Well...the obligatory scene I neglected, and by deliberate intent, was the one explaining exactly why Carli goes after these guys. Not her verbal explanation, but an actual visual representation of it. She has a video on her phone of what happened that night, but it's incomplete. I thought I could get away with hinting at it here and referring to it there...but that didn't work. I need a scene where Carli finds out she didn't know everything about that night that drove her sister to suicide, and that it's worse than even she imagined.
In short, I need to show it. Otherwise the whole revenge thing becomes lame.
Of course, that meant adding a couple more scenes in to set up the revelation better. So I noted where they need to go. The nice thing about having a hard copy of the script is being able to quickly jump back and forth on the pages. Maybe it's old-fashioned, but it worked. Now I'm letting it sit overnight.
I had a ton of ironing to do so watched Magic Mike. I'm a big fan of Steven Soderberg's naturalistic style, and I figured any movie with Joe Mangianello, Alex Pettyfer and Matt Bomer would be fun to look at (I bought it on special at a truck stop, about a year ago). OMG, it has the same storyline as Saturday Night Fever, which I thought was trite in 1977. It even has the same damned ending shot!
I'll grant that Channing Tatum's good-looking, but he's too Wonder Bread for me. And I stopped liking Matthew McConaughey when he did that series of dumb-blond-boy-man movies, years ago. It struck me his manner of acting has become "open mouth or close mouth or grin." Unfortunately, they got the lion's share of the naked torso shots. Plus Alex Pettyfer came across as a lot older than 19, even though he was only 22 at the time...and his acting was very surface. And here we have a movie about male strippers but not one of them is gay, nor are there any gay characters in it, at all.
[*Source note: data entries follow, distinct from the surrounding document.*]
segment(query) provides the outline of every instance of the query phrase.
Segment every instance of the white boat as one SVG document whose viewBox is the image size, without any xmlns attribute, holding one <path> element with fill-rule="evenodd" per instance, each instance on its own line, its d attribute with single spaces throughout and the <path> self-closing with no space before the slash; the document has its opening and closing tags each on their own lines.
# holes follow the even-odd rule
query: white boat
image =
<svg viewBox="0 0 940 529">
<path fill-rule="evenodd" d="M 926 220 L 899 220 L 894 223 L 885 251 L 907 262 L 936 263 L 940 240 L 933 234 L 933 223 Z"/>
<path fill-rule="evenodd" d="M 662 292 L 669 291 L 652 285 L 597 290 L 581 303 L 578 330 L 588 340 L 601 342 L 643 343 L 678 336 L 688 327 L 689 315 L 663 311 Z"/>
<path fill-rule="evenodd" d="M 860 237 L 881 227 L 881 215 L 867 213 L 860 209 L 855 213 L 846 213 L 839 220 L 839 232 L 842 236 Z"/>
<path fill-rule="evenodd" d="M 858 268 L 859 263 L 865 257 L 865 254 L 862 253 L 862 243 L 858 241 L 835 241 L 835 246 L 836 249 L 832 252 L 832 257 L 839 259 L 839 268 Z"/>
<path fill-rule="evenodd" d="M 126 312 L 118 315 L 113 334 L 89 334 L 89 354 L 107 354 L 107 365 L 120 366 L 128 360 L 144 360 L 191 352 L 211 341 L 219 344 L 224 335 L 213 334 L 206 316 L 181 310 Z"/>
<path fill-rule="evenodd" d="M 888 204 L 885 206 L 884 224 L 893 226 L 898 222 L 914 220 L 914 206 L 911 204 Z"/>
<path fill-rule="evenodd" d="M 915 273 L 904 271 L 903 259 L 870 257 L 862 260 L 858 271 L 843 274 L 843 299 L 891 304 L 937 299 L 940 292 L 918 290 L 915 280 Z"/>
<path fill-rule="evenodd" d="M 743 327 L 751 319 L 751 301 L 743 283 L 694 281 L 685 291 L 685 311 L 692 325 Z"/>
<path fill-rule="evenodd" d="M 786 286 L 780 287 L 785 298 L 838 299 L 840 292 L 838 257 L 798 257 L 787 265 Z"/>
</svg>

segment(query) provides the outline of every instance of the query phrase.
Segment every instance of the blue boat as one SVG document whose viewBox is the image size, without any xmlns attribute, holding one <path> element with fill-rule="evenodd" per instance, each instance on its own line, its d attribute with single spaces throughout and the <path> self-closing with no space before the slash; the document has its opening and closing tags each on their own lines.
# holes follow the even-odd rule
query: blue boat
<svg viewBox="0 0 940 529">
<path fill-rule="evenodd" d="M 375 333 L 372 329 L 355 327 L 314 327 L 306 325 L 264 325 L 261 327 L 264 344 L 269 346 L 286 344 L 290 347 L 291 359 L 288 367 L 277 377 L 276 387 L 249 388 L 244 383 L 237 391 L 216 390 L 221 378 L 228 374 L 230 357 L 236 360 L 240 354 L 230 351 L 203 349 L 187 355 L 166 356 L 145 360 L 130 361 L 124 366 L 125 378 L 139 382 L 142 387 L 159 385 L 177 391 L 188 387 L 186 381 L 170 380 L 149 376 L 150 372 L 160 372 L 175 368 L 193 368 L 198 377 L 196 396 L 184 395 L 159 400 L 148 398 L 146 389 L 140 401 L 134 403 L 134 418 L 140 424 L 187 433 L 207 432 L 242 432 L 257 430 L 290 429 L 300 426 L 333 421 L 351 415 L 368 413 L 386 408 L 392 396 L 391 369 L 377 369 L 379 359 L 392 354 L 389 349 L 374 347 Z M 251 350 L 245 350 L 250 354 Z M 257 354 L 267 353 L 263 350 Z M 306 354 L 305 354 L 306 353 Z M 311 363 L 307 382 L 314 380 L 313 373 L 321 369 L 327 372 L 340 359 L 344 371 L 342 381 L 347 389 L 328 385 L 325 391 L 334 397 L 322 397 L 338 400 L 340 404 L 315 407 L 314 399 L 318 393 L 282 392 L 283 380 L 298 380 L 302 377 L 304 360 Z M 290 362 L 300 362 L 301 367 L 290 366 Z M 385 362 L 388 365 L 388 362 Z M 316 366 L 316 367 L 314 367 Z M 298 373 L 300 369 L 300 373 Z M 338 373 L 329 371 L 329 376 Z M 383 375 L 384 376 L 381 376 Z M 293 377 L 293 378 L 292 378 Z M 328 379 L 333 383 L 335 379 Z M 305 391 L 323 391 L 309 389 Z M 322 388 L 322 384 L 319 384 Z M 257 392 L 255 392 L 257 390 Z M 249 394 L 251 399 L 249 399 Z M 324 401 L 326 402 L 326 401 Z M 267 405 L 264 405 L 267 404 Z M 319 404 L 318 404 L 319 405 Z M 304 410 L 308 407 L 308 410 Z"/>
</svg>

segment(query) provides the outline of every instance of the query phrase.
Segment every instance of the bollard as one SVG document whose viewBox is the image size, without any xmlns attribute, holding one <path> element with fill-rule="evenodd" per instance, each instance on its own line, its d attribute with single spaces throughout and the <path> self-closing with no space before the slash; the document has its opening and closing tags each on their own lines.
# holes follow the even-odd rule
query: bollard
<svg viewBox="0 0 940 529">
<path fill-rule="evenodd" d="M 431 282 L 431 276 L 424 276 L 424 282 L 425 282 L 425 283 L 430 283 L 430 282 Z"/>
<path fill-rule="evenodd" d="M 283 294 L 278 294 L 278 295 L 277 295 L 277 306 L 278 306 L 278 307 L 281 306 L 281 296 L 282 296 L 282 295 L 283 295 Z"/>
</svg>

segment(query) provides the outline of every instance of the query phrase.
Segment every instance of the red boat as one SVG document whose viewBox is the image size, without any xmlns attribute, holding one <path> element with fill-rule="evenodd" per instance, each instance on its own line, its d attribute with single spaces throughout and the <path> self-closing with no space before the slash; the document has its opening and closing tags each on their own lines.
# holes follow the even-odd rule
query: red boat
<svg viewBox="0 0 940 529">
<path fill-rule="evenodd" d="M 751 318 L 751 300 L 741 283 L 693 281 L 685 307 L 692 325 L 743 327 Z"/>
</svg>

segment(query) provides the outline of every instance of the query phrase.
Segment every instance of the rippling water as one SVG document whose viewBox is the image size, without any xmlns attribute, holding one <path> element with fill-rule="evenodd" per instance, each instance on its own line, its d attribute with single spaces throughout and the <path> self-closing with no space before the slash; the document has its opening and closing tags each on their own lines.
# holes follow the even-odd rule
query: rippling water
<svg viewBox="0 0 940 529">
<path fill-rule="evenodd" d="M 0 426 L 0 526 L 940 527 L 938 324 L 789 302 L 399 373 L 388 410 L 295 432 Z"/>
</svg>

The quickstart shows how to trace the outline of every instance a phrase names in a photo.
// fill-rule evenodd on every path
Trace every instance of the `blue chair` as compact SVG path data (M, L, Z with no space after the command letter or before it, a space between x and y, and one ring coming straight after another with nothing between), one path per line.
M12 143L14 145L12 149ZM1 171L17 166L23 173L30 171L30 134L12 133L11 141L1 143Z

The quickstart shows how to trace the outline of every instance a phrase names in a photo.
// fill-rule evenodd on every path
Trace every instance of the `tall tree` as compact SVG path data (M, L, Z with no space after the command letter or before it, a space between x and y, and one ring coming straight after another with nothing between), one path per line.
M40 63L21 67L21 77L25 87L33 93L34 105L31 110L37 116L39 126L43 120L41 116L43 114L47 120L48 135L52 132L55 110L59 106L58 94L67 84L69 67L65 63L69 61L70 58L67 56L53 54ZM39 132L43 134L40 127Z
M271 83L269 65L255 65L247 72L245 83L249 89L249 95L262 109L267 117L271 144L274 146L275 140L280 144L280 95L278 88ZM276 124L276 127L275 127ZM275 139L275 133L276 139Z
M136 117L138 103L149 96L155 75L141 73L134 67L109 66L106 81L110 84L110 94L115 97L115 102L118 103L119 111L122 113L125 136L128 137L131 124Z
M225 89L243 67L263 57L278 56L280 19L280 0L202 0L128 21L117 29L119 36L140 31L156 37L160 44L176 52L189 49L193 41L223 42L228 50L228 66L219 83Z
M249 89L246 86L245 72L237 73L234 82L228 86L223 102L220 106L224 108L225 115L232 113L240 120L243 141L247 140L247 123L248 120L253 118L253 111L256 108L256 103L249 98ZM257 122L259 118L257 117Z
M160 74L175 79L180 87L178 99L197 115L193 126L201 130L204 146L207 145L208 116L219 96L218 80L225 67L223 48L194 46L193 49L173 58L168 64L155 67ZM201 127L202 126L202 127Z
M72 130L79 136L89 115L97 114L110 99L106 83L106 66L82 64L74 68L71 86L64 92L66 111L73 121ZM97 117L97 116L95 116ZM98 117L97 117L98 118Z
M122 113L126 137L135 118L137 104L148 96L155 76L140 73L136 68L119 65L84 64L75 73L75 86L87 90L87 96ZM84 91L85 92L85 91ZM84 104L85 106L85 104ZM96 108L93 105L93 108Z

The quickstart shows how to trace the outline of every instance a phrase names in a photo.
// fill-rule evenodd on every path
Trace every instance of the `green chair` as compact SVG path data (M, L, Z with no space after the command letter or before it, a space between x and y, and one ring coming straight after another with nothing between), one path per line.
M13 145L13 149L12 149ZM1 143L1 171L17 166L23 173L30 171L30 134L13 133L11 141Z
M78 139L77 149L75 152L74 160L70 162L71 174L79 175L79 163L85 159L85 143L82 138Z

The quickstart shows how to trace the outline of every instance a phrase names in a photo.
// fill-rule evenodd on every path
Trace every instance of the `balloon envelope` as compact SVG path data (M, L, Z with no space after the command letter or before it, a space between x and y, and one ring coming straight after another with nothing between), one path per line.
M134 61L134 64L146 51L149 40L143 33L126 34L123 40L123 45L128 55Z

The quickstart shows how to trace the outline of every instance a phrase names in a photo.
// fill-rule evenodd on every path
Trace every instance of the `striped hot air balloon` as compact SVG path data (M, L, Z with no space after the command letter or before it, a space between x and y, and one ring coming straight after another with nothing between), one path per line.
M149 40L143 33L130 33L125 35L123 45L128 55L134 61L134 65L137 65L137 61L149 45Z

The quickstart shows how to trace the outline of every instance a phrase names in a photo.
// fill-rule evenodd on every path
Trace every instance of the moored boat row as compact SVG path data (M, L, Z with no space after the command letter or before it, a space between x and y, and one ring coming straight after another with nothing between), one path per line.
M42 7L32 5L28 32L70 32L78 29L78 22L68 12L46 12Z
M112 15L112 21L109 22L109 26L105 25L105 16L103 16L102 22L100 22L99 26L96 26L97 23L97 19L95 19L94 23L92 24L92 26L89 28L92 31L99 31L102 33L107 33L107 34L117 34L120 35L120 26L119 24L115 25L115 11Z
What's really sad about this is, I didn't believe a minute of it. There's one huge deal concerning drugs and a sorority that was handled so unrealistically, I damn near turned the DVD off. This is from Steven Soderberg, who did amazing films like The Limey and Traffic and Erin Brockovich and Ocean's Eleven. Maybe I was expecting too much from him doing a male-stripper movie; it's rather like Orson Welles doing The Sound of Music -- interesting, but no way in hell could that work.
Damn, I wish he hadn't.
Well...the obligatory scene I neglected, and by deliberate intent, was the one explaining exactly why Carli goes after these guys. Not her verbal explanation, but an actual visual representation of it. She has a video on her phone of what happened that night, but it's incomplete. I thought I could get away with hinting at it here and referring to it there...but that didn't work. I need a scene where Carli finds out she didn't know everything about that night that drove her sister to suicide, and that it's worse than even she imagined.
In short, I need to show it. Otherwise the whole revenge thing becomes lame.
Of course, that meant adding a couple more scenes in to set up the revelation better. So I noted where they need to go. The nice thing about having a hard copy of the script is being able to quickly jump back and forth on the pages. Maybe it's old-fashioned, but it worked. Now I'm letting it sit overnight.
I had a ton of ironing to do so watched Magic Mike. I'm a big fan of Steven Soderberg's naturalistic style, and I figured any movie with Joe Mangianello, Alex Pettyfer and Matt Bomer would be fun to look at (I bought it on special at a truck stop, about a year ago). OMG, it has the same storyline as Saturday Night Fever, which I thought was trite in 1977. It even has the same damned ending shot!
I'll grant that Channing Tatum's good-looking, but he's too Wonder Bread for me. And I stopped liking Matthew McConaughey when he did that series of dumb-blond-boy-man movies, years ago. It struck me his manner of acting has become "open mouth or close mouth or grin." Unfortunately, they got the lion's share of the naked torso shots. Plus Alex Pettyfer came across as a lot older than 19, even though he was only 22 at the time...and his acting was very surface. And here we have a movie about male strippers but not one of them is gay, nor are there any gay characters in it, at all.
What's really sad about this is, I didn't believe a minute of it. There's one huge deal concerning drugs and a sorority that was handled so unrealistically, I damn near turned the DVD off. This is from Steven Soderberg, who did amazing films like The Limey and Traffic and Erin Brockovich and Ocean's Eleven. Maybe I was expecting too much from him doing a male-stripper movie; it's rather like Orson Welles doing The Sound of Music -- interesting, but no way in hell could that work.
Damn, I wish he hadn't.
2 comments:
You turn me on ;)
Nice I do that for somebody. Too bad she's not Joe Mangianello.